Ideally, a company would have resources to communicate its desired messages to numerous audiences, including investors, employees, priority customers, "next-in-line" and potential customers, distributors, suppliers, and so on. In reality, most companies can probably afford only a very targeted communications plan. The key, then, is to determine which audiences a company most needs to reach, with which messages, and with which communications vehicles, since certain audiences respond more favorably to some media than to others.
One mistake companies make is continuing to develop and use traditional communications materials and strategies across multiple market segments. In these days of growing multimedia technologies, consider diverse avenues to reach customers. Instead of running the same broadcast ad across an entire state, for example, a company might consider whether a newspaper insert, banner ad on a particular Web site, or broadcast fax message might reach certain parts of their audience more effectively.
10. Remember the Core Business and Workers. As many changes as the Internet is bringing to the business world, there are still some practices it simply can't address: quality control problems, major backorder problems, and so on. Nor can it create new, exciting medical products. While technology and IT professionals are in the spotlight now, remember that your company was built on medical technology innovation, and that is where the focus should stay. And workers in this core area should be reminded of, and recognized for, the high value they bring to the company's bottom line.
Fast-Forward: 10 Ways to Think Differently About Your Company's Internet Strategies
1. Make sure the buck
2. Rome wasn't built in a day. Develop an Internet strategy that meets today's business needs, but beware of unrealistic short-term expectations.
3. You need a little help from your friends. Partnering with (the right) other companies and organizations should be a central part of a business's Internet strategy.
4. Think globally. Medical device companies' biggest opportunity may well be the ability to conduct global business more quickly than ever before.
5. Redefine your product line. Smart companies now try to fill customer needs with both medical technology and information technology.
6. Envision the impossible, and believe it will happen. The Internet will enable companies to enhance business operations in ways that may seem far-fetched today. Go ahead: dream!
7. Forget the old workplace rules and focus on: "I want to be viewed as a new-economy company." New-economy companies approach corporate culture, workplace responsibilities and roles, and employee relations very differently from their old-economy counterparts.

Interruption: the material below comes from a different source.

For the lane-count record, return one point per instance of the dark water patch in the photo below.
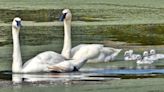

8. Manage and perfect your companywide e-mail strategies. E-mail can radically streamline operationsor it can become overwhelming, cutting workers' productivity.
9. No news is bad news. Communicate, communicate, communicate the company's Internet strategy to employees, customers, investors, board members, and potential partners.
10. Stay focused. As amazing as the Internet is, it will likely never replace your core business!
Be a Leader
Ready or not, the Internet and the related revolution in communications technologies are moving at lightning speed, affecting every industry and every company. Medical device companies that forget they are operating in a new economy are likely to miss opportunities that will be available as the new economy develops and matures.
1. EW Boehm, Sizing Healthcare eCommerce (Cambridge, MA: Forrester Research, 1999).